We ran for ten minutes until we hit a natural line of trees and bush that provided decent cover. I stopped, clinging to a tree as I panted for breath. “Tad, why didn’t they chase us?”
“They’re too lazy,” the petite blonde gasped out. I looked at her, really looked, and realized she was not going to pass for human in any way, shape, or form. Two tiny horns curled out from the side of her head, ivory colored, so they blended in well with her white-blond hair. Her ears were pointed at the top like they’d been cropped, and they twitched every few seconds as though the wind tickled them. Her eyes were two steps off normal, the pupil running vertical in a slit imitating that of a goat. Maybe all those differences could have been hidden, but there was no way she could cover her legs. Under the jeans, her legs were a strange shape from the knee down, bent like a horse’s back leg and ending in two solid black hooves. Not exactly what I’d call easy to blend in, even in a crowd.
I racked my brain for the right Supe denomination. “Dryad?”
“No, satyr,” she said. “Natural.”
That made me pause. “I don’t understand, what do you mean by natural?”
She laughed. “You’ve obviously been turned. My name is Damara. I’m a natural, which just means my parents were satyrs. I was born like this.”
“I’m Alena. I guess . . . not natural?” I wasn’t sure how else to denote myself. Turned sounded like I’d been turned to the dark side. I didn’t like the connotation.
She laughed, her smile wide as her ears twitched, though there wasn’t a mean thing about any of it. “Good enough. Nice to meet you, Alena.”
I glanced at the other two with her. Two men. Both with the same characteristics as her with the strange legs and eyes, blond hair, and curling horns. “Are they your brothers?”
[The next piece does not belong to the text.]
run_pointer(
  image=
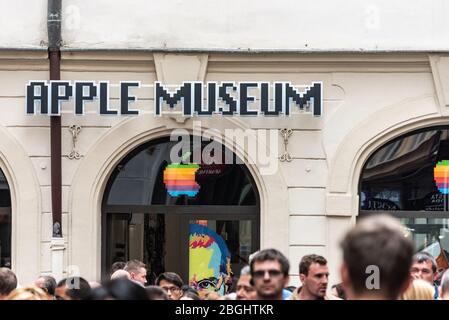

She grinned, her wide, expressive mouth giving me the impression that there was a joke I didn’t understand. “Boyfriends. Tim and Gavin.” They grinned at me in unison.
“Oh my,” I whispered. She laughed softly and put a hand on my shoulder.
“Thanks for the help. You didn’t have to do that. It’s been a long time since Supes helped each other out.”
“That’s what I told her,” Tad said.
Damara glanced at him. “She may have saved the world by helping us.”
My eyebrows shot up. “Excuse me?”
Damara waved for me to walk with her. Tad tried to pull me away, but I wanted to hear whatever it was she had to say. A gut feeling, perhaps, but there was something about her that called to me.
Like she fit with me somehow, which made no sense. I had no horns, no hooves. Yet the feeling persisted.